Within a business day of pre-notifying impacted parties that we would be releasing a security update for Tendermint and the CosmosSDK, the Tendermint and CosmosSDK teams cut releases that fully remediated the issue once service providers patched their software and the reporter was awarded a bounty for the bug reported through HackerOne.
Retrospective
For security to be successful, it must be a shared responsibility across all stakeholders across the entire Cosmos ecosystem. More than anything else, we are extremely thankful for the ongoing contributions to security being made by our community, and we are thrilled that the work we have done to encourage reporting of vulnerabilities through security@tendermint.com and our HackerOne bug bounty program has been successful to date.
After discussing the coordination and timeline of this issue, the core triage team has identified several opportunities for action among stakeholders that would improve coordination in the future.
* As part of an internal retrospective, the core developers of the CosmosSDK and Tendermint will be improving the documentation of the software release process.

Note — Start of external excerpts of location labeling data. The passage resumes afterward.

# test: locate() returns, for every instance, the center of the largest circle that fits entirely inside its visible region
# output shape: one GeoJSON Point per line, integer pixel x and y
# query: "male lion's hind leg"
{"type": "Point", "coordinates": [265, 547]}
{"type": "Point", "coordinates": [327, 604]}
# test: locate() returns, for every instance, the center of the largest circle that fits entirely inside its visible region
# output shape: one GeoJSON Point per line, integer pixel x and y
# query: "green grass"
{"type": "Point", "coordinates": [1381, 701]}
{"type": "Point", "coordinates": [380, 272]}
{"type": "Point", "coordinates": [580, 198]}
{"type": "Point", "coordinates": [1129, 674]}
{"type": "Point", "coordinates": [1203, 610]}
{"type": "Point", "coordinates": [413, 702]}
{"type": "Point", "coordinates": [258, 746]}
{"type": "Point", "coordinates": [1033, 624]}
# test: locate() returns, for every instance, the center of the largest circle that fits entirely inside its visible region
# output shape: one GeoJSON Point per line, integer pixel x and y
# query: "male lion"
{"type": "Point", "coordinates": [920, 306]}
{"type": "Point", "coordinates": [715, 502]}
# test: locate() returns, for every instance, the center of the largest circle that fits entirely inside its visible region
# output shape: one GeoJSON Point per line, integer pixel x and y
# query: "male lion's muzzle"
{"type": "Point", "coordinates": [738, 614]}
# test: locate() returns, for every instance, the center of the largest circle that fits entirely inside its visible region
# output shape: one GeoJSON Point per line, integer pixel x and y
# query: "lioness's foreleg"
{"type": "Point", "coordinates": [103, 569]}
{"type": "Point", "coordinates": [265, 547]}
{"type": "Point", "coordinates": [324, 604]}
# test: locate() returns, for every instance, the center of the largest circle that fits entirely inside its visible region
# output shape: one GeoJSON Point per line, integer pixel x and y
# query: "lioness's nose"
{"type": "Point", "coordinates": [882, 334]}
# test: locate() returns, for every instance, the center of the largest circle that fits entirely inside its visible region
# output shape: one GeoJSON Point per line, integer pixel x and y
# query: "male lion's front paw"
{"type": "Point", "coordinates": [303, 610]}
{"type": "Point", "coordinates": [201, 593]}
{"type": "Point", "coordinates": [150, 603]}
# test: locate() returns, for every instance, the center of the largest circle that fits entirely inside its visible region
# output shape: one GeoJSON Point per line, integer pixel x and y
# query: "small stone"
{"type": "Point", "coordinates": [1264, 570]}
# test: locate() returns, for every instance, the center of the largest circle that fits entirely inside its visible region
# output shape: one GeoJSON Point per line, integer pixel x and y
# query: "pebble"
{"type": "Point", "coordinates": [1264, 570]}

By better documenting the process and including specific instructions that would expedite identifying and catching similar bugs, we hope to reduce errors and find flaws in code more quickly in the future. Additionally, we will begin testing upgrades with forks of mainnet code as recommended by bharvest.
* Given the heightened importance of security in blockchain technology, all blockchain companies need to open a dedicated, monitored line of communication open for vulnerability coordination. Without this, it is nearly impossible to ensure that impacted stakeholders receive timely communications and can take quick action to remediate significant security issues; it is neither reasonable nor scalable to ask security teams to open support tickets through customer service to then hope that advisories make it to the security or engineering teams in time for quick action. As an industry, we desperately need to set a strong standard for coordination and disclosure of security bugs: more exchanges, development teams, and organizations who depend on our code and who may be impacted by security incidents to set up and monitor a security@ email.

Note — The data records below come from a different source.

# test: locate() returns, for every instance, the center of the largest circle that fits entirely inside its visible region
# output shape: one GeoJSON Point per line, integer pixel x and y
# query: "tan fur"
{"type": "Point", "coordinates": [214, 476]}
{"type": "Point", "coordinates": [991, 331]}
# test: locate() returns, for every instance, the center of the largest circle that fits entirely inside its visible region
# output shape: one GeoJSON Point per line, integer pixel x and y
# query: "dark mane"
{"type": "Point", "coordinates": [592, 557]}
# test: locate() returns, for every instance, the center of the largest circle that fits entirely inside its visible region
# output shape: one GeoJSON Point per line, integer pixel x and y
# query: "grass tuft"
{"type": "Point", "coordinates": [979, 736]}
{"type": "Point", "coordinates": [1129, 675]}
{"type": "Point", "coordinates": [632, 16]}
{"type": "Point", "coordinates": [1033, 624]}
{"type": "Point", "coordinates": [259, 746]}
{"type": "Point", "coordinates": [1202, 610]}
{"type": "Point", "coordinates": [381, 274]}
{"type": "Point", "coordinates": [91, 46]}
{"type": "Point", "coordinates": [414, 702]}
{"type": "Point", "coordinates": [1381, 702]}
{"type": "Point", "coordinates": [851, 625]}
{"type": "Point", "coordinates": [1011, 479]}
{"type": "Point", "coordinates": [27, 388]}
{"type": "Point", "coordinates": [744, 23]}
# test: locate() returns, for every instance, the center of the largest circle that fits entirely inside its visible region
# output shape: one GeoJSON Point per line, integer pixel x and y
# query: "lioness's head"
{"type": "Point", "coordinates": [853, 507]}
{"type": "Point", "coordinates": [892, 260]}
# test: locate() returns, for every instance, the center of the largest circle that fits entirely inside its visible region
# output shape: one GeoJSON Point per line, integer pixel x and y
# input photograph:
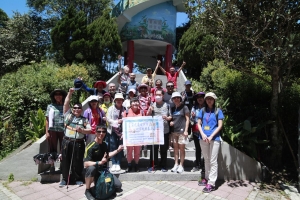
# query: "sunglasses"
{"type": "Point", "coordinates": [101, 131]}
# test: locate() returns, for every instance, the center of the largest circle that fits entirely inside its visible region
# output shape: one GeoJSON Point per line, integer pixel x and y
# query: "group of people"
{"type": "Point", "coordinates": [88, 139]}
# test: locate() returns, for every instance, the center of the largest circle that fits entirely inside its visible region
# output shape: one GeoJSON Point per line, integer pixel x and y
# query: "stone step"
{"type": "Point", "coordinates": [144, 163]}
{"type": "Point", "coordinates": [189, 152]}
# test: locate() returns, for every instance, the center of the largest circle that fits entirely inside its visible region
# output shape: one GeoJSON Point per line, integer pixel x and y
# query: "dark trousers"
{"type": "Point", "coordinates": [199, 162]}
{"type": "Point", "coordinates": [77, 162]}
{"type": "Point", "coordinates": [155, 155]}
{"type": "Point", "coordinates": [55, 136]}
{"type": "Point", "coordinates": [92, 171]}
{"type": "Point", "coordinates": [164, 151]}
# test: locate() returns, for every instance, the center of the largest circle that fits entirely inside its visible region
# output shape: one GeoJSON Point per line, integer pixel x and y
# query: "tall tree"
{"type": "Point", "coordinates": [3, 18]}
{"type": "Point", "coordinates": [197, 48]}
{"type": "Point", "coordinates": [256, 32]}
{"type": "Point", "coordinates": [75, 40]}
{"type": "Point", "coordinates": [68, 36]}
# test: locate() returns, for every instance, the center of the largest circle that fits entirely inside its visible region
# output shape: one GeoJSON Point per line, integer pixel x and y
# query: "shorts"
{"type": "Point", "coordinates": [178, 138]}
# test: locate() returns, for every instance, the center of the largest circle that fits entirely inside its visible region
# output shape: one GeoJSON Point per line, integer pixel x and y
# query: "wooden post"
{"type": "Point", "coordinates": [299, 150]}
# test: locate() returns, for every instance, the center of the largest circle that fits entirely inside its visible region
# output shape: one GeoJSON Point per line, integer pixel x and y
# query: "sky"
{"type": "Point", "coordinates": [20, 5]}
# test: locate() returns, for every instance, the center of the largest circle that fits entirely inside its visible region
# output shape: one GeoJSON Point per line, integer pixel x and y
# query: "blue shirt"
{"type": "Point", "coordinates": [210, 120]}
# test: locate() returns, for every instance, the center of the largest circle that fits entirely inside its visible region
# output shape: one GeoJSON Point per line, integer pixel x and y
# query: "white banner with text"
{"type": "Point", "coordinates": [144, 130]}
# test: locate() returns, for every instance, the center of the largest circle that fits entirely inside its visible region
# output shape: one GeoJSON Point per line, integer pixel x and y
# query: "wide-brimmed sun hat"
{"type": "Point", "coordinates": [118, 96]}
{"type": "Point", "coordinates": [143, 86]}
{"type": "Point", "coordinates": [63, 92]}
{"type": "Point", "coordinates": [93, 98]}
{"type": "Point", "coordinates": [211, 94]}
{"type": "Point", "coordinates": [78, 83]}
{"type": "Point", "coordinates": [176, 94]}
{"type": "Point", "coordinates": [103, 83]}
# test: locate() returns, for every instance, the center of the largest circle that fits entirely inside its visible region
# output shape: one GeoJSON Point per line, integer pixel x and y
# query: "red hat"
{"type": "Point", "coordinates": [100, 82]}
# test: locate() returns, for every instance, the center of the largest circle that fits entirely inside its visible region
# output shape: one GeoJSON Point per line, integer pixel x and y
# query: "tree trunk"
{"type": "Point", "coordinates": [276, 139]}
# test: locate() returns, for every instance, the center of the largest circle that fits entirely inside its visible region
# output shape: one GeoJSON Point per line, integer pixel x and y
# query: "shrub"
{"type": "Point", "coordinates": [27, 90]}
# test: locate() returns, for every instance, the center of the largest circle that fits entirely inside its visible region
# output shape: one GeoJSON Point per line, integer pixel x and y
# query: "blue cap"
{"type": "Point", "coordinates": [78, 84]}
{"type": "Point", "coordinates": [188, 82]}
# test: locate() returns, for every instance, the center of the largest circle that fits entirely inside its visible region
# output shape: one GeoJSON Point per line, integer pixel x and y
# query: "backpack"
{"type": "Point", "coordinates": [216, 113]}
{"type": "Point", "coordinates": [105, 186]}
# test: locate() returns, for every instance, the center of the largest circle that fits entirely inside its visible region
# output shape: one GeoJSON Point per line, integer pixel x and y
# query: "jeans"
{"type": "Point", "coordinates": [75, 158]}
{"type": "Point", "coordinates": [164, 151]}
{"type": "Point", "coordinates": [113, 142]}
{"type": "Point", "coordinates": [210, 152]}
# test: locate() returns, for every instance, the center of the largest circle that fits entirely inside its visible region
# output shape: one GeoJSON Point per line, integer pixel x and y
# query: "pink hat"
{"type": "Point", "coordinates": [132, 90]}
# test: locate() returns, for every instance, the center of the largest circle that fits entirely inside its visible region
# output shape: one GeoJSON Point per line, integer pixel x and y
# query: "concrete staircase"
{"type": "Point", "coordinates": [233, 164]}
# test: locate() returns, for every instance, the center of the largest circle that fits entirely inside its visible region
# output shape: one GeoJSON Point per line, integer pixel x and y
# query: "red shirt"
{"type": "Point", "coordinates": [94, 120]}
{"type": "Point", "coordinates": [172, 78]}
{"type": "Point", "coordinates": [144, 103]}
{"type": "Point", "coordinates": [132, 114]}
{"type": "Point", "coordinates": [153, 90]}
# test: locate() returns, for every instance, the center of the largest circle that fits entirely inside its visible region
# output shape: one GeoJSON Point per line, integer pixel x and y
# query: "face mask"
{"type": "Point", "coordinates": [158, 98]}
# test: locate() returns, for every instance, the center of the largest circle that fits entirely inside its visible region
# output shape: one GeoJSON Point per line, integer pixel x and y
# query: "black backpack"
{"type": "Point", "coordinates": [105, 186]}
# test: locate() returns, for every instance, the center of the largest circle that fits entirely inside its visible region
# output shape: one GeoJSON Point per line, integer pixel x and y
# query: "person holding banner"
{"type": "Point", "coordinates": [115, 138]}
{"type": "Point", "coordinates": [180, 124]}
{"type": "Point", "coordinates": [134, 111]}
{"type": "Point", "coordinates": [160, 108]}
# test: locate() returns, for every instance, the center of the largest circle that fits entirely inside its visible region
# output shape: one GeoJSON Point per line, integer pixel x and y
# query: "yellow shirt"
{"type": "Point", "coordinates": [149, 80]}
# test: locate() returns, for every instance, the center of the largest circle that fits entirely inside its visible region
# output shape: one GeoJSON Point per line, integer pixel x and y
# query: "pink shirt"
{"type": "Point", "coordinates": [172, 78]}
{"type": "Point", "coordinates": [153, 90]}
{"type": "Point", "coordinates": [144, 103]}
{"type": "Point", "coordinates": [94, 121]}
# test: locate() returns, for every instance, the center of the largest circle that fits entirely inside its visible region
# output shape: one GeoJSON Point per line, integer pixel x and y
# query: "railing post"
{"type": "Point", "coordinates": [299, 149]}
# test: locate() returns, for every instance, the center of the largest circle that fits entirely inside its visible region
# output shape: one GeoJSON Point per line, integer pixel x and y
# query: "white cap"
{"type": "Point", "coordinates": [93, 98]}
{"type": "Point", "coordinates": [132, 90]}
{"type": "Point", "coordinates": [118, 96]}
{"type": "Point", "coordinates": [211, 94]}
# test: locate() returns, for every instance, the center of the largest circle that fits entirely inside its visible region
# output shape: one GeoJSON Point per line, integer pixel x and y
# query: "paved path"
{"type": "Point", "coordinates": [146, 190]}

* As part of our retrospective for Cosmos Mainnet Advisory Blue, our first emergency hard fork of mainnet, we began exploring options that would enable us to quickly, discreetly coordinate with Cosmos Hub validators in the case of a security emergency. Several validators reached out to inquire about the status of the emergency mailing list, which was originally intended to be used only in cases where an emergency hard fork was required. Because there was significant interest in receiving more communication about security issues, we will be taking significant steps over the next few weeks to improve security advisory distribution to our community, including:
* Adding a security parameter to the CosmosSDK that allows validators to provide a security email address as a way to opt-in to emergency coordination measures.
* Distributing advisories via an RSS feed, in addition to posting advisories to the Cosmos Network forum.
* Continuing to develop a security mailing list that will be used to distribute advisories to all stakeholders whether emergency forking is required or not.
Special thanks to fudongbai for reporting this issue, and to both Zaki Manian and Jack Zampolin for their contributions to this post.